The Undergraduate Council last night approved its first slate of student group aid this semester but tabled two grants to religious student groups after one representative questioned the groups’ policies for selecting leaders.
The grant package awarded nearly $20,000 in cash and $2,000 in Harvard University Dining Services food vouchers to 53 organizations that applied in the first wave of funding this semester.
After minimal debate, the bill had nearly come to a vote when Jason L. Lurie ’05 warned the council that approval might jeopardize its tax-exempt status.
Lurie said that two groups receiving grants—the Harvard-Radcliffe Christian Fellowship and the Harvard Asian Baptist Student Koinonia—discriminate on the basis of religion and that supporting these organizations would violate the council’s constitution.

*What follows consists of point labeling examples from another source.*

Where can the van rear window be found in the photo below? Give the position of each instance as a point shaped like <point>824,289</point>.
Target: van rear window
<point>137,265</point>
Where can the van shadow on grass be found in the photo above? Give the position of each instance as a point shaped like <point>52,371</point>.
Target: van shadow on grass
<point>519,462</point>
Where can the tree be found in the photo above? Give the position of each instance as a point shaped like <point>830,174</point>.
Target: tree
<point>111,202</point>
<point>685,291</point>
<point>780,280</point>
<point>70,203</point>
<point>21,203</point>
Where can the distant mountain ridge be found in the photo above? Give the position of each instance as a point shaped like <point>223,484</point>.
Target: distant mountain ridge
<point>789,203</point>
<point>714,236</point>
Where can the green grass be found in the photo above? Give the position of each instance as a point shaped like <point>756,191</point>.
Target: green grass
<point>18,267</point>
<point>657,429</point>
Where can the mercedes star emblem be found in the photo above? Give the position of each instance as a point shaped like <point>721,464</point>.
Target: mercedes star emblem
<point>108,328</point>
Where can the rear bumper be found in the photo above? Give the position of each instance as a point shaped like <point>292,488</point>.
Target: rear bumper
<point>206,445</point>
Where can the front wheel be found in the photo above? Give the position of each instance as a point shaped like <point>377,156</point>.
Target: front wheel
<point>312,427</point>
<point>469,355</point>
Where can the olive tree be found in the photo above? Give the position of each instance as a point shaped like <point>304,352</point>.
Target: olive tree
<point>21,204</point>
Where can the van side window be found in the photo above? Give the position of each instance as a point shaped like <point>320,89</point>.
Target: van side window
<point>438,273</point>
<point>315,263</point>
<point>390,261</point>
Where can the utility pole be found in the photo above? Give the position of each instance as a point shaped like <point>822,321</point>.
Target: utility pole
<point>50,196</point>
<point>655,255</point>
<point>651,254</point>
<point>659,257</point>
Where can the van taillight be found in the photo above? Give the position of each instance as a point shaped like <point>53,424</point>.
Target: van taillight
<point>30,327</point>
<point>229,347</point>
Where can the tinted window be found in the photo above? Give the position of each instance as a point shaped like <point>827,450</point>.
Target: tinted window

According to excerpts from their constitutions that Lurie read at the meeting, members of both organizations have to subscribe to the groups’ faiths to be eligible for leadership positions.
“If we violate our charter, we’ll lose our tax-exempt status,” Lurie said. “It’s the law.”
The council ultimately decided to approve the grants package but set aside those two groups for consideration at a future meeting.
Membership in Christian Fellowship is open to all, said Deborah C. Morton ’03, a member of the group’s executive board.
But she added that Lurie’s claims raise complex questions about her group’s leadership policies.
“I don’t believe that a non-Christian could really lead the group,” she said. “The point of a religious organization is to be faithful to the religion.”
“It is kind of discriminating against religious organizations,” Morton said of Lurie’s claims.
During the meeting, council Treasurer Eric J. Powell ’04 said every student group that receives a grant from the council signs a pledge that the group does not discriminate on a number of bases, including religion.
Leaders of the Harvard Asian Baptist Student Koinonia could not be reached late last night.
In other activity on the grants bill, Rory S. Donald ’04 proposed an amendment to subtract $150 from the Harvard Friends of Scouting grant and divide the money equally between the cheerleading squad and Crimson Dance Team.
“Some of you will question my motives,” Donald told an amused council. “But they provide a really valuable service to the Harvard community.”